Officials with the Energy Department and Washington state will discuss their public communication plan for the Hanford Site’s Waste Treatment Plant (WTP) on April 13-14 at the next public meeting of the Hanford Advisory Board, according to a notice published Thursday in the Federal Register.
The DOE-chartered group also will host, among others, a presentation on safety culture at Hanford, a former plutonium production plant that is now the country’s largest nuclear waste-cleanup project with its 56 million gallons of radioactive and chemical waste.
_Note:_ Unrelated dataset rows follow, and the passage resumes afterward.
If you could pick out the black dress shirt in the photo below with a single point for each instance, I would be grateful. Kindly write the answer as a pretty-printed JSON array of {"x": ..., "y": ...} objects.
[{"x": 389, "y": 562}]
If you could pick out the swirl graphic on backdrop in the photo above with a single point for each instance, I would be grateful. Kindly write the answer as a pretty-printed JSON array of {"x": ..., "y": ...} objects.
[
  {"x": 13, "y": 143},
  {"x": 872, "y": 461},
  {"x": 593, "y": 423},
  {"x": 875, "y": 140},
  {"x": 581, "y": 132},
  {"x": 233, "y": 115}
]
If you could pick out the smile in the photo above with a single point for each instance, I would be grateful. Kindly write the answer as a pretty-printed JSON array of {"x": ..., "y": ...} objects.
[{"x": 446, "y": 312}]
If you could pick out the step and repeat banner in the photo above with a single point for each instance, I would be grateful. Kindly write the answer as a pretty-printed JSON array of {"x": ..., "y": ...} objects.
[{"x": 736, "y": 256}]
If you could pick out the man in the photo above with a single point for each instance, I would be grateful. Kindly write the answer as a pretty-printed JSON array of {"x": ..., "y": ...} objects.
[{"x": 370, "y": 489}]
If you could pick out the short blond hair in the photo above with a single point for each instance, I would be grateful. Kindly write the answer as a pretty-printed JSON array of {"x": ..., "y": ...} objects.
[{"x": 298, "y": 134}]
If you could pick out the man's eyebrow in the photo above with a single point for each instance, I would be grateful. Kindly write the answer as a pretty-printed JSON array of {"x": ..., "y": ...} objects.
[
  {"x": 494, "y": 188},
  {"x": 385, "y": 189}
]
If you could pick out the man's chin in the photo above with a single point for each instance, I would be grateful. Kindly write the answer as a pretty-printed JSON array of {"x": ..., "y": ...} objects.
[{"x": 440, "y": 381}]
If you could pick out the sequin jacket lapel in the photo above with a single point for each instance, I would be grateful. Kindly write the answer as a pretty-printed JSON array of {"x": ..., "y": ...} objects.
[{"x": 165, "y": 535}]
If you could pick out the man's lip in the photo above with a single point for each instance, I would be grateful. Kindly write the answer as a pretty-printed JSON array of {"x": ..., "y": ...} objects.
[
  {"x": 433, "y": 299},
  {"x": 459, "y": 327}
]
The board’s various committees will also present their individual reports on topics ranging from liquid waste cleanup to public involvement at the sprawling site, which covers nearly 600 square miles just north of Richland, Wash.
DOE is in the final stages of completing a contract modification with Bechtel National that would allow the San Francisco-based WTP prime to start construction on the parts of the facility intended to start treating less-contaminated, low-level waste at Hanford by 2022. DOE officials in March said the modifications would be done “soon.” Meanwhile, a federal judge ruled earlier this month that high-level waste-treatment operations at WTP must begin by 2036.
Just after that March 11 court decision, Monica Regalbuto, DOE assistant secretary for Environmental Management, told lawmakers the total cost for WTP would increase substantially from the department’s 10 year-old estimate of $12.3 billion — still the most current public estimate available.